Una respuesta a esta pregunta la he leído en un artículo que publicó en el periódico Le Monde, Jacques Attali. En él, este profesor y periodista recuerda y comenta el sorprendente récord de taquilla que logró la película Titanic. Me permito transcribir sus análisis agudos, valientes y proféticos que, a mi juicio, nos ofrecen algunas pistas: «Titanic somos nosotros, es nuestra triunfalista, autocomplaciente, ciega e hipócrita sociedad, despiadada con sus pobres; una sociedad en la que todo está ya predicho salvo el medio mismo de predicción [..] Todos suponemos que, oculto en algún recoveco del difuso futuro, nos aguarda un iceberg contra el que colisionaremos y que hará que nos hundamos al son de un espectacular acompañamiento musical».

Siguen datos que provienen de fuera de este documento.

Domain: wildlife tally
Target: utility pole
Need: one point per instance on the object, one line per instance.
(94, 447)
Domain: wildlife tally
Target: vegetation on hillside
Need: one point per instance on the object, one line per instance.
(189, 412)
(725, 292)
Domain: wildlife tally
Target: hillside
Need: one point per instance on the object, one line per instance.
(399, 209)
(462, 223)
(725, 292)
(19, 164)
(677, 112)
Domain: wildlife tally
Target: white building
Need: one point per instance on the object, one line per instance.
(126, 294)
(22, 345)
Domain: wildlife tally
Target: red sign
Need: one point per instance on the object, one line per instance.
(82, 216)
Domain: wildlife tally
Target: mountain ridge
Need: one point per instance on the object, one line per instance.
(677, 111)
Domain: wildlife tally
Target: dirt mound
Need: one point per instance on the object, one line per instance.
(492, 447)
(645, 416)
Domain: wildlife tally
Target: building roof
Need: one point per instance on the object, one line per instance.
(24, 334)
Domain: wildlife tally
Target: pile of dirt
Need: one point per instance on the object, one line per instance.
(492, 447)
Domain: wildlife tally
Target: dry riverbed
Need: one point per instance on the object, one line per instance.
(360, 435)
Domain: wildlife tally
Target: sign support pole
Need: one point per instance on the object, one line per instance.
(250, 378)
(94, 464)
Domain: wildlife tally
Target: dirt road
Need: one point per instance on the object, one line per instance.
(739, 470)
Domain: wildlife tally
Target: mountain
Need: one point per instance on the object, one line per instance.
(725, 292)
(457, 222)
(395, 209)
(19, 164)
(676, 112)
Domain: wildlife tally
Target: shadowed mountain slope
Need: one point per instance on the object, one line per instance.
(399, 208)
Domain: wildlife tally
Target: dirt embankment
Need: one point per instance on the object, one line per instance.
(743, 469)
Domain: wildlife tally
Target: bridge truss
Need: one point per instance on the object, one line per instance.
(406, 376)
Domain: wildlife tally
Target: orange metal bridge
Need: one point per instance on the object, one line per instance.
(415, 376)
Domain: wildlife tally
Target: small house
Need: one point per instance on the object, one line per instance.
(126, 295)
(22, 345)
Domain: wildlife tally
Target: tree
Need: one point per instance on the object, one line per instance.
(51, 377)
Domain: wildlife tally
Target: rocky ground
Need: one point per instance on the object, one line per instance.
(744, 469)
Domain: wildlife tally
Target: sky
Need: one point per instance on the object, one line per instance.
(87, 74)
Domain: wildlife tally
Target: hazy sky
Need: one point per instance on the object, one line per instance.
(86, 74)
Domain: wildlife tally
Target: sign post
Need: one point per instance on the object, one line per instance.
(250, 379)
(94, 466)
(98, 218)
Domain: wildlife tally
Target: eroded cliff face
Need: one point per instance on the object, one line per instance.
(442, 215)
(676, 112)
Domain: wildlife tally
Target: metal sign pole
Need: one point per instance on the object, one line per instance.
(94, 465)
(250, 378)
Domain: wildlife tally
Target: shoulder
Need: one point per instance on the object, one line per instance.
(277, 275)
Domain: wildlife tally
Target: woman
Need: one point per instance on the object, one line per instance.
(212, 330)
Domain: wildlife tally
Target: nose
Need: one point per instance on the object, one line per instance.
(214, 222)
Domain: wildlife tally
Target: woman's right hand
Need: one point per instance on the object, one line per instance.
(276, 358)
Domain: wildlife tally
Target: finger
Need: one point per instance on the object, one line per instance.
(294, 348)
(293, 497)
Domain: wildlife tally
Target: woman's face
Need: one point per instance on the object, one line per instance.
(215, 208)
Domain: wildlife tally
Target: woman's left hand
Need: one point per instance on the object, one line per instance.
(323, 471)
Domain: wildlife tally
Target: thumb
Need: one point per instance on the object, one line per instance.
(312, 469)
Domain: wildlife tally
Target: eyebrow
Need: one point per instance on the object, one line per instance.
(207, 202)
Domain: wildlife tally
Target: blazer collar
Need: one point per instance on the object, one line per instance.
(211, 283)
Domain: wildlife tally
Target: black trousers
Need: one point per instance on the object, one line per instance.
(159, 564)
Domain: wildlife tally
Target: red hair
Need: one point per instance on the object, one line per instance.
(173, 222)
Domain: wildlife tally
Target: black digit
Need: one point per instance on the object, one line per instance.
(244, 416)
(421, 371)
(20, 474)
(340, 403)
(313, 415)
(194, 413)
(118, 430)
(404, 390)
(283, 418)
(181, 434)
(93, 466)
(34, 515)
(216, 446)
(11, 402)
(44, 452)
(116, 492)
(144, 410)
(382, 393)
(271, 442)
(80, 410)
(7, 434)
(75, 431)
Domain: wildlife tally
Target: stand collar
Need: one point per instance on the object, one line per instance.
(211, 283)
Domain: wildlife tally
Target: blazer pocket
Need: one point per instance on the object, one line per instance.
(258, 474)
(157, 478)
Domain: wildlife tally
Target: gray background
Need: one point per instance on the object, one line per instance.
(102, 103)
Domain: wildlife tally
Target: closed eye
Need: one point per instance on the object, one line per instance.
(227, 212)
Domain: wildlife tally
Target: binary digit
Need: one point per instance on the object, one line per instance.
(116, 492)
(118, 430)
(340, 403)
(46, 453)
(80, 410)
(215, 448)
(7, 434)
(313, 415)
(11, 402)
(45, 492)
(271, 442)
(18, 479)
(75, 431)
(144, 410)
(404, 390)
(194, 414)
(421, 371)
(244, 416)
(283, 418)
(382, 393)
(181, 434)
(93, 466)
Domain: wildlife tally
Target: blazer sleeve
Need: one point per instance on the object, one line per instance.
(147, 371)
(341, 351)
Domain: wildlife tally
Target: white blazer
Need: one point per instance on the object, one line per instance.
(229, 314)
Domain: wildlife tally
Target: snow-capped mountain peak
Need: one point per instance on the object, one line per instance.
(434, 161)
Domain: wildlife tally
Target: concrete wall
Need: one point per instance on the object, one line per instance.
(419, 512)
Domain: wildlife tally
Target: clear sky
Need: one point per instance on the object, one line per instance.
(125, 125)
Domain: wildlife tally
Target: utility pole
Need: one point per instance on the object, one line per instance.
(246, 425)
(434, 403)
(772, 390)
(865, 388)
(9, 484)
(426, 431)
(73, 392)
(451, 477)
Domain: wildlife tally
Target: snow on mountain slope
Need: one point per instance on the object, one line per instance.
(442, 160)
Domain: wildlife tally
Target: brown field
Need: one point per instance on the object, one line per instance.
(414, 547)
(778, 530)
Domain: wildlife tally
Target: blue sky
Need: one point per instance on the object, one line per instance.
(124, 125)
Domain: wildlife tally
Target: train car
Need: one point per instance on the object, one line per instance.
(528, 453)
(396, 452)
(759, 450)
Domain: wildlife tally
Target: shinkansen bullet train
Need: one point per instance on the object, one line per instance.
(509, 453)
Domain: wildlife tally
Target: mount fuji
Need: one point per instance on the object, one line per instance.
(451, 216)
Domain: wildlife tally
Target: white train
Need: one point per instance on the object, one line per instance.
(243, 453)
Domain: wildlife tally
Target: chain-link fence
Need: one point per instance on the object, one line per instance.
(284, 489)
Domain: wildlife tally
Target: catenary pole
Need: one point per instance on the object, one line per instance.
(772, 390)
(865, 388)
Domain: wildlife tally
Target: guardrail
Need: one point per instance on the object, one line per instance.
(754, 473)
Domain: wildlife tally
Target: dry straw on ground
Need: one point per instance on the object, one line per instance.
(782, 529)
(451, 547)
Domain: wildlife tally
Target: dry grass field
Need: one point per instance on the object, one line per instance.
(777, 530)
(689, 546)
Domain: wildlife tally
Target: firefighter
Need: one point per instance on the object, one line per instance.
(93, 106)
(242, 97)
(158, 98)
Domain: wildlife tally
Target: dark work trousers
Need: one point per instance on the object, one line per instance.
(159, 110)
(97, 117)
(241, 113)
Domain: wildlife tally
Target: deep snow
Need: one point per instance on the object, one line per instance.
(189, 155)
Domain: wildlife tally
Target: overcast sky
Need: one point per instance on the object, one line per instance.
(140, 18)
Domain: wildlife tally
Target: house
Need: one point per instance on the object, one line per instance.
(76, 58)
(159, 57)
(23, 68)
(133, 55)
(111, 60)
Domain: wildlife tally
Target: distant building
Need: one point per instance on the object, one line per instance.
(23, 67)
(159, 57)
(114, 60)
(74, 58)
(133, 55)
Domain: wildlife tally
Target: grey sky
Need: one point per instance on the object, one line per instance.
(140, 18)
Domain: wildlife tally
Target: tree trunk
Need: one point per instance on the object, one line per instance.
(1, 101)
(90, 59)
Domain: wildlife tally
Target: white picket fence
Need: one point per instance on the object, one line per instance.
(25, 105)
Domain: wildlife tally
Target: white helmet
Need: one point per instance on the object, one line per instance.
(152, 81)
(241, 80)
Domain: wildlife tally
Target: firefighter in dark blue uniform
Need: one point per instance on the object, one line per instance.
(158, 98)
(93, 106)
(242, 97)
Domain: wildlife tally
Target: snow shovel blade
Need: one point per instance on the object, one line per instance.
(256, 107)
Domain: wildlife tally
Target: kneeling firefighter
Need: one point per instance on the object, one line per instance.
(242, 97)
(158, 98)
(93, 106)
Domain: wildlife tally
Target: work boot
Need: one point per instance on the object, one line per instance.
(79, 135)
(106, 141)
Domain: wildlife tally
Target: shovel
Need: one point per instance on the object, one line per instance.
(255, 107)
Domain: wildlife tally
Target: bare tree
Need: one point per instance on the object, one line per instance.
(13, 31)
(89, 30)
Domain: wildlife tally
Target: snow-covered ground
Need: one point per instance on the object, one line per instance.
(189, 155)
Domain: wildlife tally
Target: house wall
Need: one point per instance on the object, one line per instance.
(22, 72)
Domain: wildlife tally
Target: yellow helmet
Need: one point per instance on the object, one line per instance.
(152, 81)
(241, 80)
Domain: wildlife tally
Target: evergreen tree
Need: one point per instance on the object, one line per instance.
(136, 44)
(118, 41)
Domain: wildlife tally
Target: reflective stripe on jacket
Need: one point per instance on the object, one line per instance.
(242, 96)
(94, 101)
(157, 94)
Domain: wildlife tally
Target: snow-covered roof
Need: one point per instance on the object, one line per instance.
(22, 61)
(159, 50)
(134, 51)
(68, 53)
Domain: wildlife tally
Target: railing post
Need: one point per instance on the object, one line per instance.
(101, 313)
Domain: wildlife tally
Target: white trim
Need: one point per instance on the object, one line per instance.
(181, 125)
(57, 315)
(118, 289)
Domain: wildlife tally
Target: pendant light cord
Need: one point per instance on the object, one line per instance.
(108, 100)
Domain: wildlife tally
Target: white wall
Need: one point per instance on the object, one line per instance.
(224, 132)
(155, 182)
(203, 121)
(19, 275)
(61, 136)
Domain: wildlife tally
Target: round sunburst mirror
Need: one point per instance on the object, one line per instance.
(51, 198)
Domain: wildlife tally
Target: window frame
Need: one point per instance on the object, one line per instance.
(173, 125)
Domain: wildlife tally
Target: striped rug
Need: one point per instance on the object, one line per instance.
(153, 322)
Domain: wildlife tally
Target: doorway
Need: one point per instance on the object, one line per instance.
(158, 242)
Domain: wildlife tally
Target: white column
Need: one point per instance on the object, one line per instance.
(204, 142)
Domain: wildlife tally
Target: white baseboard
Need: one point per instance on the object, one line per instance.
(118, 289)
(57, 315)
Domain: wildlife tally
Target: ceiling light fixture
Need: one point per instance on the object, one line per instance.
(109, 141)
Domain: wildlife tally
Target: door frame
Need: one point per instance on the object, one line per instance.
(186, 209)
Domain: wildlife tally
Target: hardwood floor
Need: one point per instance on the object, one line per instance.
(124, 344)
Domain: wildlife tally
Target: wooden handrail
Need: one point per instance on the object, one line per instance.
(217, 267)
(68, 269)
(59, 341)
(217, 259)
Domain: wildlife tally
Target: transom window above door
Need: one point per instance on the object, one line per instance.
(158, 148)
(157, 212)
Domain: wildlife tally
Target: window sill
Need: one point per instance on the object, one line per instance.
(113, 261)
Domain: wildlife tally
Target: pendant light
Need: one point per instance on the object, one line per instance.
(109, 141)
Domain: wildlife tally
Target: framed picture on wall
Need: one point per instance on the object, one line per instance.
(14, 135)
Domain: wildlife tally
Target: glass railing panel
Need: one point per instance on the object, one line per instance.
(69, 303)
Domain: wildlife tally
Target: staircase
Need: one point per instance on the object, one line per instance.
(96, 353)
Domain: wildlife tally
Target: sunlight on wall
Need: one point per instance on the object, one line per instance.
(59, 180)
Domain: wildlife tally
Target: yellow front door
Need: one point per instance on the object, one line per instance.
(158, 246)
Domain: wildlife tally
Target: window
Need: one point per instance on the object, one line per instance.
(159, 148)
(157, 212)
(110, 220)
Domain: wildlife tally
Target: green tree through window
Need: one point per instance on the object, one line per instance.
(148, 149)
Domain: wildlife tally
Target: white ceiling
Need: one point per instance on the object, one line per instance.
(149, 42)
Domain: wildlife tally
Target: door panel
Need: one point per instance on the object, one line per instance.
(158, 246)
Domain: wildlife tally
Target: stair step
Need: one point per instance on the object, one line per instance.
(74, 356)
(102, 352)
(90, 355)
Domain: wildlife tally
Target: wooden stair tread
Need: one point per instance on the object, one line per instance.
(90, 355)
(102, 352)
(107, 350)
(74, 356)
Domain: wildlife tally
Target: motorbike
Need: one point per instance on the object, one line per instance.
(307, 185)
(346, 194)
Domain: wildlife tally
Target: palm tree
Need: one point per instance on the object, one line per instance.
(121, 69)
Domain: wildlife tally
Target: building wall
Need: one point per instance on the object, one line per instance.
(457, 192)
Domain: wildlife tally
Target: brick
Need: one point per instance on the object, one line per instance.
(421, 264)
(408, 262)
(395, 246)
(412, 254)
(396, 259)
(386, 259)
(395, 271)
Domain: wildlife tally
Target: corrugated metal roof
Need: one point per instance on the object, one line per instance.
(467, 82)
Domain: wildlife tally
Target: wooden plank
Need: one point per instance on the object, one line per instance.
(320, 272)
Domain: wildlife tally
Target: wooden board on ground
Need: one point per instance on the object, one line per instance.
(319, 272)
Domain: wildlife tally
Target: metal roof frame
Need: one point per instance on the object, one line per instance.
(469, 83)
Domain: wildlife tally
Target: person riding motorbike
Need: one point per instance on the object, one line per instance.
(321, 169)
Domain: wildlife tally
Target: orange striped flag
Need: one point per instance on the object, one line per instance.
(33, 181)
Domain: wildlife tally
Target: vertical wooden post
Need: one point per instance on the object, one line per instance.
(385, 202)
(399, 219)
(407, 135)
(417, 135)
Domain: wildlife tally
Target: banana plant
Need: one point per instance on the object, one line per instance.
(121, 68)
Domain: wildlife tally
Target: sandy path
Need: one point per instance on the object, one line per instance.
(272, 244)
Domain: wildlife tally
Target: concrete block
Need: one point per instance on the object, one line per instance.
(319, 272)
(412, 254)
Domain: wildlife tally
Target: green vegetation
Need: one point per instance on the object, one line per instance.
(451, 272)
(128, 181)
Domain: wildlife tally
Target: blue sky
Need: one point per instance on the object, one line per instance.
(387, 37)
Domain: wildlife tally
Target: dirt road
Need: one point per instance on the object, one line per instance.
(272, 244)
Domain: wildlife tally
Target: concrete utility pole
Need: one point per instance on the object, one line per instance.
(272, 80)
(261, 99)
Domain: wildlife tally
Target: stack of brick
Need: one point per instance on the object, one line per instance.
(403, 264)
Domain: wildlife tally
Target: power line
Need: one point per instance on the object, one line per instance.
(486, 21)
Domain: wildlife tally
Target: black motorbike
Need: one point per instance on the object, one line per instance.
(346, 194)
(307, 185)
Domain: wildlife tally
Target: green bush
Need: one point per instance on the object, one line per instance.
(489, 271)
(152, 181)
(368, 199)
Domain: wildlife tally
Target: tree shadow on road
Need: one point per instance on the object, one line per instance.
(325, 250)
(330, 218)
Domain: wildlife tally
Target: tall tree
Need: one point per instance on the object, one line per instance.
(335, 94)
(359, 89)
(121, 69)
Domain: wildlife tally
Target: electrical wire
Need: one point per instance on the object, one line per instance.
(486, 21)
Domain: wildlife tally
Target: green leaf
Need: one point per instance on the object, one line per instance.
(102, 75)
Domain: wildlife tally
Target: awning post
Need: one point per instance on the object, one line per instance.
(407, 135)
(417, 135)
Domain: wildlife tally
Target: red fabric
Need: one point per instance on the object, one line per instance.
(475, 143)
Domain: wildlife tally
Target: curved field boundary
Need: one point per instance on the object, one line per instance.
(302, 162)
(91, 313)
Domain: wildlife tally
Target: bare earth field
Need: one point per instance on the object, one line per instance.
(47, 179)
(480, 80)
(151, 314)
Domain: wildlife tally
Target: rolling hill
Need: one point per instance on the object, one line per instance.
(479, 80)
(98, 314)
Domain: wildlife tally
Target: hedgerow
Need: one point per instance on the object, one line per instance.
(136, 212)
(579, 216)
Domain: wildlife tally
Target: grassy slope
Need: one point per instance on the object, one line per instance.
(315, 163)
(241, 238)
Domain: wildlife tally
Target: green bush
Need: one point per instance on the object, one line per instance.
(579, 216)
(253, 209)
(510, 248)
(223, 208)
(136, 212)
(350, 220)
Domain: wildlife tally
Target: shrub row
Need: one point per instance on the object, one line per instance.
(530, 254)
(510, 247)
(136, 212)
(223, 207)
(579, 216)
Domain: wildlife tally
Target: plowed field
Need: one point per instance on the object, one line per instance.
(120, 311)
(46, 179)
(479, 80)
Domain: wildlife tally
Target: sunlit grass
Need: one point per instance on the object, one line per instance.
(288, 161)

Las diarias noticias que nos ofrecen los medios de comunicación y, más concretamente, las imágenes terroríficas que contemplamos con indiferencia y, a veces, con cierta fruición ponen de manifiesto, por un lado, la disminución creciente de nuestra sensibilidad solidaria -de la humana simpatía y humanitaria compasión- y la peligrosa disminución de la conciencia de nuestra propia fragilidad. Instalados en este blando confort y en esta falsa inseguridad, no advertimos que un simple fenómeno atmosférico, un eventual cambio político o, sin ir más lejos, una crisis económica como la que estamos sufriendo, pueden dar al traste con todas nuestras inconsistentes seguridades.

No se trata, ni mucho menos, de alentar los temores, sino de aumentar la conciencia psicológica de nuestra fragilidad, y de estimular la conciencia ética de la necesidad de solidaridad. Nosotros, las personas más mimadas, consentidas y seguras de toda la historia de la humanidad, también estamos expuestos a ser tragados por el mar a causa de un tsunami atmosférico, de una tormenta económica o de un huracán social. También nosotros, por muy seguros que nos creamos, podemos ser desplazados de nuestra sociedad o perder nuestro trabajo, pero, mientras tanto, nos permitimos compadecer a quienes, por ser menos afortunados, han sido despedidos un rato antes.